If Tigrayan guerrillas targeted the China-built railway linking Addis Ababa to Djibouti, a vital export corridor, dollars could become even scarcer.
Another risk is the reaction from donors such as the World Bank. Aid made up nearly a quarter of government revenue last year, according to South African consultancy NKC. If funding is withdrawn because of the conflict, the budget deficit would balloon to over 30% of GDP, even before taking into account any extra military spending.
The conflict may also spook foreign investors, who have been piling into the country’s farm lands and manufacturing plants, and who will be needed to fund Abiy’s privatisation drive, which includes state monopolies like Ethio Telecom. That would exacerbate the dollar shortage, heaping pressure on the birr.
Ethiopia is in a weak position to withstand a sustained conflict. The central bank has foreign reserves of just $3 billion, enough to cover two months of imports.
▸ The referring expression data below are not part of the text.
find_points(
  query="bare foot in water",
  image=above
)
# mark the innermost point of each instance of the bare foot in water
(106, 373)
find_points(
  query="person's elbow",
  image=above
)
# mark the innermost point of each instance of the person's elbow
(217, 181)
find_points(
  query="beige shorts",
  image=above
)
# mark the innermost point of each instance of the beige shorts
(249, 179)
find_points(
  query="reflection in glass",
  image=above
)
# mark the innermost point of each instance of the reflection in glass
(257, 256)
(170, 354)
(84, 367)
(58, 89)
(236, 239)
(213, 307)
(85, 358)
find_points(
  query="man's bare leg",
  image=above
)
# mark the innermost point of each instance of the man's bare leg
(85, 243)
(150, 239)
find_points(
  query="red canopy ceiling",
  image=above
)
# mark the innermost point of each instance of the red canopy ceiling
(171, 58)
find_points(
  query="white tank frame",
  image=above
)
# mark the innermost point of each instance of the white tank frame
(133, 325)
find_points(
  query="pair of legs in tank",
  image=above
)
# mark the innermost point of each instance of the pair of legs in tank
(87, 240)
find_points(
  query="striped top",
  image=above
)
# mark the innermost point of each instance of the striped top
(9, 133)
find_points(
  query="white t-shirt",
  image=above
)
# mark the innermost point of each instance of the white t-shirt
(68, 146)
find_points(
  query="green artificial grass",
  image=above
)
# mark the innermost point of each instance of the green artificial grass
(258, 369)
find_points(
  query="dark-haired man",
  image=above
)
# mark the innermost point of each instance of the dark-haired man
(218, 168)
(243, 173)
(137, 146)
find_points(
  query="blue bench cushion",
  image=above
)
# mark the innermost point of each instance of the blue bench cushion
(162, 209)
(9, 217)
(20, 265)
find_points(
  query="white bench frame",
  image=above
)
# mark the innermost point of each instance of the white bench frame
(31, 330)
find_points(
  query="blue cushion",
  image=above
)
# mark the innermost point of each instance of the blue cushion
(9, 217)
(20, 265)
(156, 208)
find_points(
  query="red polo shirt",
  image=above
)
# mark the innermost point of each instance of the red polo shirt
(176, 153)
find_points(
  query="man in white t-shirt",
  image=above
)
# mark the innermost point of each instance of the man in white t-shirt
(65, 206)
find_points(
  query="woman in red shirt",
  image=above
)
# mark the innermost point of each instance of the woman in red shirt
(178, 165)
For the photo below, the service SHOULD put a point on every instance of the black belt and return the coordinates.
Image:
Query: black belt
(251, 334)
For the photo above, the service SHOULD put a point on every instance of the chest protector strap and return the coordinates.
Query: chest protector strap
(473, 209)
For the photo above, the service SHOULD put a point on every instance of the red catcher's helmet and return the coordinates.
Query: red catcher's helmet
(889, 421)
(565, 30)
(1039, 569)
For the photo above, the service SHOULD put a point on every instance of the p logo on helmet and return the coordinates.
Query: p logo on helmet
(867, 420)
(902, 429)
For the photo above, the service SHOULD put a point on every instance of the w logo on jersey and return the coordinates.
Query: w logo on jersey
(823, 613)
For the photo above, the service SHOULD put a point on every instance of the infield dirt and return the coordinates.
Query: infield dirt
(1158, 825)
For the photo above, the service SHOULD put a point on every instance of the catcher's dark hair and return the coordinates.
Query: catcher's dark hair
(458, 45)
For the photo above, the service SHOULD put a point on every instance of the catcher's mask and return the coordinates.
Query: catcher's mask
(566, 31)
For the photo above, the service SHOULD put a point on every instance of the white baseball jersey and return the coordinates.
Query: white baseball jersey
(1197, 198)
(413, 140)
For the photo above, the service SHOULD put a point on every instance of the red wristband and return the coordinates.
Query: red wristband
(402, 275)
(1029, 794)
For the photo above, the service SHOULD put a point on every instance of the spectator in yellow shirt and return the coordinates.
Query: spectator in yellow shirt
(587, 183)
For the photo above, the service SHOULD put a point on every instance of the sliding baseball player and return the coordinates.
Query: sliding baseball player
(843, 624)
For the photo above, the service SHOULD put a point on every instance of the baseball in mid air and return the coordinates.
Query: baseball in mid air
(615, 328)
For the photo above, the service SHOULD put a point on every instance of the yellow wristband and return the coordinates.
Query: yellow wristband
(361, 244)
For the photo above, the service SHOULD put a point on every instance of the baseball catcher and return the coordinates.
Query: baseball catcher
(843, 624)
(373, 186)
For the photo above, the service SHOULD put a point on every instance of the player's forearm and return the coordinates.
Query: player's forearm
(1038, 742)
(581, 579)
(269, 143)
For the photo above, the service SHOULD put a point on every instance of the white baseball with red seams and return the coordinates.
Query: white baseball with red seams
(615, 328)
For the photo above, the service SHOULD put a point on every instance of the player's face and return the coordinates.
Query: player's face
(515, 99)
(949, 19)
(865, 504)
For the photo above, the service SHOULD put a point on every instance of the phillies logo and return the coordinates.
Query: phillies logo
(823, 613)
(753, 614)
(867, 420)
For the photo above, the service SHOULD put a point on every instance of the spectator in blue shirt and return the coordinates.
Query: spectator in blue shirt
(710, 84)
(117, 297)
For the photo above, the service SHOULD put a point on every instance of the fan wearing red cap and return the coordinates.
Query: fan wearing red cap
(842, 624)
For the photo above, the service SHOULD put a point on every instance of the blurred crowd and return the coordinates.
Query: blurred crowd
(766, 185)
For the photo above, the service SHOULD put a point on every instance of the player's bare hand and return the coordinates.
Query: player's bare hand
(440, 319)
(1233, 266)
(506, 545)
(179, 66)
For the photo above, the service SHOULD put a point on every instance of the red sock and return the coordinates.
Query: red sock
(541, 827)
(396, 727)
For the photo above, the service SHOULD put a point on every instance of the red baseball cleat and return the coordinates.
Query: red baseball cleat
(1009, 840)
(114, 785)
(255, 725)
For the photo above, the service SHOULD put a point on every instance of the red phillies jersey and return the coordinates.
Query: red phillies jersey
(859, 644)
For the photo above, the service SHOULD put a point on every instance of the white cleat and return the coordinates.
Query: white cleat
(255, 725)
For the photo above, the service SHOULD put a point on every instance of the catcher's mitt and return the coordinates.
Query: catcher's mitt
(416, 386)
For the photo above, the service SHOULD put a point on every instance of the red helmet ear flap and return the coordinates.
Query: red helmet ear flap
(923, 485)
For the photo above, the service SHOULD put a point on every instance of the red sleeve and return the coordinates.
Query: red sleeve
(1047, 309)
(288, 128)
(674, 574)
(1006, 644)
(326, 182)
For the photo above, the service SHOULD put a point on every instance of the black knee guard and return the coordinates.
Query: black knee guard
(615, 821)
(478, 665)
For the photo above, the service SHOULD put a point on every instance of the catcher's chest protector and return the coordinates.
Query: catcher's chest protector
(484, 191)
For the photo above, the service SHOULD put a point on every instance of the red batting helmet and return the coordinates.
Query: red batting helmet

That’s scant ammunition to defend a currency that has already devalued by 20% this year against the dollar.
The boom years of heady investment have also left a $35 billion external debt pile, equivalent to nearly 40% of GDP. Yields on Ethiopia’s 2024 bonds have already risen 200 basis points since fighting started, to nearly 9%. If Abiy allows the conflict to drag on, he may soon have a financial crisis to worry about too.